Let’s look at a real world example. We were working with a SAAS provider who only required non-complex six character passwords in their QA environment because they only work with scrubbed data in that environment. The ISO-27001 ISMS, which is focused on protecting electronic Patient Health Information (ePHI), believes that 6 character passwords are a small and acceptable risk (as there was no ePHI present and there were strong controls around migrating code into production). However, the preliminary guidance received from the SOC2 Auditor referenced low complexity 8 character passwords as an across the board requirement. So our client had two choices:
- Implement stronger passwords in the QA environment – although they felt that they were not necessary.

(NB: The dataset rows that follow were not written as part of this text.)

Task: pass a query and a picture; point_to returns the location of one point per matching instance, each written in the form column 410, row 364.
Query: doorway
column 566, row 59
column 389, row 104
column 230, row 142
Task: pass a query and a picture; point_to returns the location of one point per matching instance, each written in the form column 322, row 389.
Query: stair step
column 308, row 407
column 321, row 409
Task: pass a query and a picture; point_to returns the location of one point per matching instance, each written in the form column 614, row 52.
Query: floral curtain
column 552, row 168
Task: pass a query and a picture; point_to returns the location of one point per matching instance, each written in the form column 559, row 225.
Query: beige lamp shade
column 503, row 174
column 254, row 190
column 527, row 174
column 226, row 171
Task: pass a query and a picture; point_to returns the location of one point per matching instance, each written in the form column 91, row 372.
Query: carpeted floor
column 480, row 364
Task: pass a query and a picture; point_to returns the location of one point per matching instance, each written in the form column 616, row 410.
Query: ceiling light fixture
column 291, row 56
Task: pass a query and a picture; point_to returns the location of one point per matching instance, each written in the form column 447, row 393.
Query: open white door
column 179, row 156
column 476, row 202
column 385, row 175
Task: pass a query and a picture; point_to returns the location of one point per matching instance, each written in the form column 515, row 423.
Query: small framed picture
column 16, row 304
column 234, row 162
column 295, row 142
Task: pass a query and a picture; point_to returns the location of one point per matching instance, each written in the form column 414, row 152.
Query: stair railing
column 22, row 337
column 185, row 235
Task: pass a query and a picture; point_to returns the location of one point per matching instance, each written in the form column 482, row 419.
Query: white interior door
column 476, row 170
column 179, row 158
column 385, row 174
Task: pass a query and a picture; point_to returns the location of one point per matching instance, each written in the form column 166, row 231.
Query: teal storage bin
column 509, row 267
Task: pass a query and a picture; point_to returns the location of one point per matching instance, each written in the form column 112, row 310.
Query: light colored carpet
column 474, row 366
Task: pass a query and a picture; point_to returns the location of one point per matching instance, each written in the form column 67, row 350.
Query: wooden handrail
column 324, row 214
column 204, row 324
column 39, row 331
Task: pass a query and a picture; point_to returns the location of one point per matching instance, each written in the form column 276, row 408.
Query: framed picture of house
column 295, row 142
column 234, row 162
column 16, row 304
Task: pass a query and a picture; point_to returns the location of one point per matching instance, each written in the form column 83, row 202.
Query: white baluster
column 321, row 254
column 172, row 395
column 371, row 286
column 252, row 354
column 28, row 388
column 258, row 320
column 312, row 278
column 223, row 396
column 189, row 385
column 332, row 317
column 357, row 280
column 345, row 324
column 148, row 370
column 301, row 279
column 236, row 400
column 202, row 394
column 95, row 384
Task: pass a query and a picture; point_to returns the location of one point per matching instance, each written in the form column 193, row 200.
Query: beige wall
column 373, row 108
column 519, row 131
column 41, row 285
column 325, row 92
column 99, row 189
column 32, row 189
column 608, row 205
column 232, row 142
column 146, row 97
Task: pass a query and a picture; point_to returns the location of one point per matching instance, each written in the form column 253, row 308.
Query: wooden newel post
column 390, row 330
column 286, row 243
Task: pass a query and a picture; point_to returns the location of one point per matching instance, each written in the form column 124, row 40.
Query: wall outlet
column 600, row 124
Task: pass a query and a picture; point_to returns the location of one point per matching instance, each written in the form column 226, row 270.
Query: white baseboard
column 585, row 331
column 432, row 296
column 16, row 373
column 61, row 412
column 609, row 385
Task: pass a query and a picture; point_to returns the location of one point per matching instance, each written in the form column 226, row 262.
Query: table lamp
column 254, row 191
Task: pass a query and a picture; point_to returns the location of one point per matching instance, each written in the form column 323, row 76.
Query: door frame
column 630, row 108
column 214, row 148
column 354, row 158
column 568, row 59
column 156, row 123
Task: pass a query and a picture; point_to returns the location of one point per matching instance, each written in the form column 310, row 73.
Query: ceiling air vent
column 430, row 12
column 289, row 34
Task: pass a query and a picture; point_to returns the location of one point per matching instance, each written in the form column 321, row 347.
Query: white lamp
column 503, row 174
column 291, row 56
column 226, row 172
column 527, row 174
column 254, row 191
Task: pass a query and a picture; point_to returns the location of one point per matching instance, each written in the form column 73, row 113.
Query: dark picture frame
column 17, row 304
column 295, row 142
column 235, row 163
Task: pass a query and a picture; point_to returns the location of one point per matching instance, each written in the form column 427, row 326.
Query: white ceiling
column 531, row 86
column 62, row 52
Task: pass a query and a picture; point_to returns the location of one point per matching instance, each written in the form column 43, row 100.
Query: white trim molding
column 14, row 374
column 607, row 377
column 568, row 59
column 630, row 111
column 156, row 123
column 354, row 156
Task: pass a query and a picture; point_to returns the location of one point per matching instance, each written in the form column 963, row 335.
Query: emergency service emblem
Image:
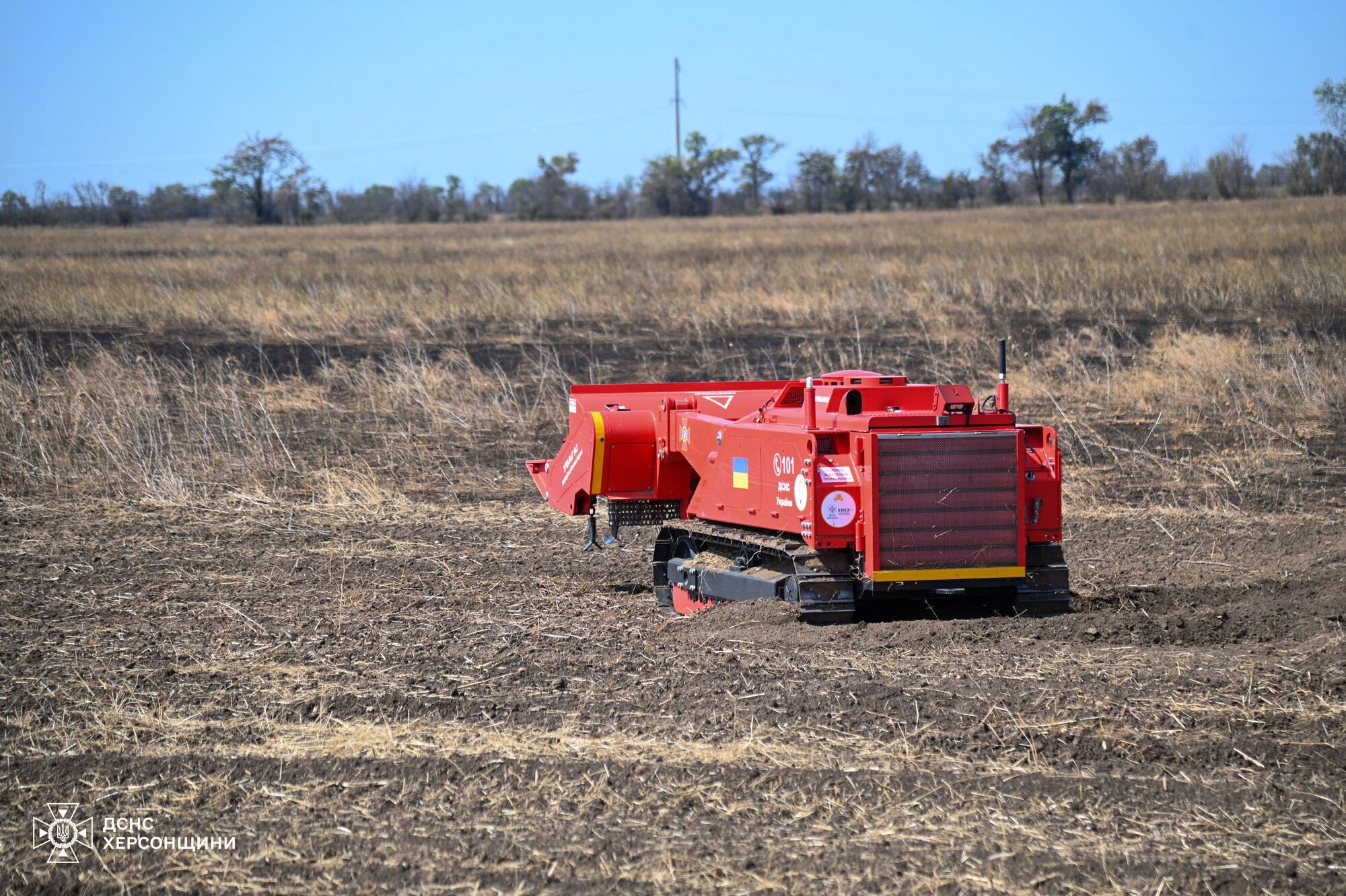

- Maintain their 6 character passwords and justify this choice to the SOC2 Auditor (which is highly likely to work- but not guaranteed to do so).
In this particular case the small amount of effort and low amount of additional control overhead far outweighed the small risk of having the SOC2 auditor issue a finding – so they migrated QA to 8 character passwords. Some examples will not be so cut & dried. Another client, whose in-house data center is very old and still uses sprinklers (successfully), opted to go against the prescriptive guidance given by the SOC2 Auditor and rationalized that decision based on cost and the implementation of compensating controls.
Preparing for ISO-27001 and SOC2 concurrently is a great choice if your clients (and/or marketing department) are mandating you provide both forms of attestation.